Un episodio grottesco, ridicolo. Un episodio che, ancora una volta, accende i riflettori sulla totale situazione di collasso vissuta dalle carceri italiane. Ancora più incredibile, poi, è accorgersi di quanto sia stato facile per l’opinione pubblica affermare che - quanto accaduto - sia stato provocato da un mancato controllo da parte degli agenti di sorveglianza. Questo perché, ricordiamolo, Alessio Peluso non è un detenuto comune ma, bensì, un soggetto in alta sicurezza, con la cella singola, aperta solo per fare la doccia. È anche superfluo sottolineare che - al vertice con il capo del Dap - il problema della carenza di personale - denunciato da anni dai sindacati - era in cima all'agenda. Al termine della riunione con i direttori generali del Personale Massimo Perisi e dei Detenuti Gianfranco De Gesu e il provveditore Cantone, Petralia ha garantito che i 12 agenti penitenziari inviati di recente saranno mantenuti a rotazione, altre 20 unità, invece, saranno fisse. Annunciato, infine, l'arrivo di altri rinforzi non appena terminerà il corso per i neo agenti. Petralia ha assicurato anche che ci saranno interventi per la sicurezza, in particolare tecnologie in grado di neutralizzare il volo dei droni che da qualche anno sono utilizzati per introdurre in carcere la droga, i cellulari e ora anche le armi. Ma il problema è davvero dovuto soltanto alla carenza di personale? Una pistola può essere introdotta all’interno del carcere soltanto a causa della carenza di agenti preposti a sorvegliare il perimetro? E, ancora, se l’intervento è stato immediato (come riferito dal provveditore Cantone) come ha fatto Peluso a entrare in possesso del cellulare con cui ha potuto comodamente “ordinare” la sua arma direttamente a domicilio?

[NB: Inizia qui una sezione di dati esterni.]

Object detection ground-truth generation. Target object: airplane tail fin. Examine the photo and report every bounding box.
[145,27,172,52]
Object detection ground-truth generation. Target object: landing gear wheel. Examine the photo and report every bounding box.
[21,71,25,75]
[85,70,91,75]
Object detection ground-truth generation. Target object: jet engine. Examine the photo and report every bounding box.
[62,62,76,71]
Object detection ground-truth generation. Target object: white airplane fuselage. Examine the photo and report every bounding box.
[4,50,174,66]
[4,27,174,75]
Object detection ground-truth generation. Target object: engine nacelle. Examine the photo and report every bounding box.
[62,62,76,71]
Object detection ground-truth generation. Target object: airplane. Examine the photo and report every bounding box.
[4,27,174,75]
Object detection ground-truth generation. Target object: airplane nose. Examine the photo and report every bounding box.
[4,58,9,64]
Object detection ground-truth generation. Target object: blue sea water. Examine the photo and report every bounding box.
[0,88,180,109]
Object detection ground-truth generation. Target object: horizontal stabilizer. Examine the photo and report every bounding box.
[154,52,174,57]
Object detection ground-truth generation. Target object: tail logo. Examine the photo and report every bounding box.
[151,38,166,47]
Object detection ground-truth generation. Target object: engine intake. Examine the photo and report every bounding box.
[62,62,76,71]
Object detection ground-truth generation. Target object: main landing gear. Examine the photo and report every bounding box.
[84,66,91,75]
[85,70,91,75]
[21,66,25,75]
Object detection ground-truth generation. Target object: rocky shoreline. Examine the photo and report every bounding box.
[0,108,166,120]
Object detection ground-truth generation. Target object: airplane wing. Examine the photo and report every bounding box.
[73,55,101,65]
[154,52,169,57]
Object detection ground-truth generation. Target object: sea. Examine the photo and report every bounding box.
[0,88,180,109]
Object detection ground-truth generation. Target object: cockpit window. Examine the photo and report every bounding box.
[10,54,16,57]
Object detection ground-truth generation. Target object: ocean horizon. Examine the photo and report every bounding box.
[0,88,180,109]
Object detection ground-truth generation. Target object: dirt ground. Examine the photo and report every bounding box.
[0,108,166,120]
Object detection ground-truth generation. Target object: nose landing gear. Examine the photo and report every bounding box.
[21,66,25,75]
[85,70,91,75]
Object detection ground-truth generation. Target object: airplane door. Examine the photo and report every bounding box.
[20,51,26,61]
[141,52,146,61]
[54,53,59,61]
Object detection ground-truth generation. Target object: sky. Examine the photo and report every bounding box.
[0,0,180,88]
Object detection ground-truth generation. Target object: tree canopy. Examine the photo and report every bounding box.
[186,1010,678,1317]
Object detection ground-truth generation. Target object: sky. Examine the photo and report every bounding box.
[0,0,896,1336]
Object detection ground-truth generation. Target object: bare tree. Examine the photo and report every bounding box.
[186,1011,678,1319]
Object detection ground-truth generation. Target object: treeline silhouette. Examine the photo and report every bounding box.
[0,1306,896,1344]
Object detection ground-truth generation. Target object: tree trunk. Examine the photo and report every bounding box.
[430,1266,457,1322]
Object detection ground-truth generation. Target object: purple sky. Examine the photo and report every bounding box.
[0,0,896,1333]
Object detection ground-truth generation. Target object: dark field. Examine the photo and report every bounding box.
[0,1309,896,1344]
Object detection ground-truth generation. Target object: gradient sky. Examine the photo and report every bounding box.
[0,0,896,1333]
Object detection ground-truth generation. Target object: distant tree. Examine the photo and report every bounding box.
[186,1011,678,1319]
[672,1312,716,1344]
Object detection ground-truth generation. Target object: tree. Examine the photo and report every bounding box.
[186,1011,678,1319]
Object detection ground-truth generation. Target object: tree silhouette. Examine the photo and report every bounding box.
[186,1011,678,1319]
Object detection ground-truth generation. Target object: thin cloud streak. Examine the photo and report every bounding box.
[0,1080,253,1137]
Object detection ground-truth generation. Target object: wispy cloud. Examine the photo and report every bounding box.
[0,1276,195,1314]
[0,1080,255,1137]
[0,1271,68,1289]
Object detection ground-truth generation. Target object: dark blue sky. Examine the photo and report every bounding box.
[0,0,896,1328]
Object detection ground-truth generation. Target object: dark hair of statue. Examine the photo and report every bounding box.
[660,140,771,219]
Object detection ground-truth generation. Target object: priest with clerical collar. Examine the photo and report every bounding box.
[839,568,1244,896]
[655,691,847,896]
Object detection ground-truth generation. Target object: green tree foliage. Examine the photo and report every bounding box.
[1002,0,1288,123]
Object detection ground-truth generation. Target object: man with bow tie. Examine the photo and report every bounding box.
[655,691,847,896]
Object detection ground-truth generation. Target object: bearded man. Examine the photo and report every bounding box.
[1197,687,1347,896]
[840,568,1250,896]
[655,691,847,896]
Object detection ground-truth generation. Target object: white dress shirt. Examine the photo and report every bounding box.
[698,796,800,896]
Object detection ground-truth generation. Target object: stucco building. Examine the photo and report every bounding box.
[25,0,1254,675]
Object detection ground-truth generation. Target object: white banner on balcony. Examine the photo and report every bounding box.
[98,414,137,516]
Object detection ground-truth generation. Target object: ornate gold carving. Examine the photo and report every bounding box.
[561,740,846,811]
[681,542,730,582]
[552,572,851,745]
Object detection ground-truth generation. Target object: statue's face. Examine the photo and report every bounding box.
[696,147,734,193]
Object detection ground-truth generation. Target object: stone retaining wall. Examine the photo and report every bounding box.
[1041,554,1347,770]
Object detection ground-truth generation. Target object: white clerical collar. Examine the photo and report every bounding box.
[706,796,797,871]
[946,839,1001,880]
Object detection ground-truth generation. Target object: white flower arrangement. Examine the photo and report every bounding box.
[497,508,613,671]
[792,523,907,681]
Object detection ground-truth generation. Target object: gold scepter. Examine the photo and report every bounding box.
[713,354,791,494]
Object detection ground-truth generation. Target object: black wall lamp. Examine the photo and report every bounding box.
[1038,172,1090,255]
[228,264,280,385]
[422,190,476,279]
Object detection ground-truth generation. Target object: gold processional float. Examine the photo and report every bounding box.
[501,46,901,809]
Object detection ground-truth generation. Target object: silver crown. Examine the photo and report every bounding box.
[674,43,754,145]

Pene più severe per chi viene pizzicato

Ovviamente, una soluzione spesso discussa ma mai concretamente applicata è quella relativa all’applicazione di pene più severe per chi viene beccato. In questi anni, infatti, il fenomeno dell'introduzione dei telefoni cellulari all'interno del carcere è cresciuto in modo esponenziale per due motivi: il primo è certamente di carattere normativo, l'altro è di carattere tecnologico. Sul piano normativo riscontriamo ancora una volta la totale assenza di una disciplina di legge adeguata. Dopo ogni ritrovamento, la detenzione e l'introduzione di miniphone da parte dei carcerati assume rilevanza meramente disciplinare e, nella peggiore delle ipotesi, porta soltanto a qualche giorno di isolamento. Praticamente nulla. Per un detenuto - soprattutto quelli reclusi per il reato di associazione a delinquere di stampo mafioso - ricevere un cellulare per comunicare con l’esterno è assolutamente fondamentale. Ovviamente, qualche giorno di isolamento per avere questa occasione è un prezzo ragionevole. A cosa serve mettere i camorristi in carcere se possono continuare a fare ciò che hanno sempre fatto? A cosa serve il carcere se non riusciamo neanche a impedire ai boss di fare una telefonata? Occorrono pene più severe. Occorre essere meno goffi nell’applicazione delle stesse.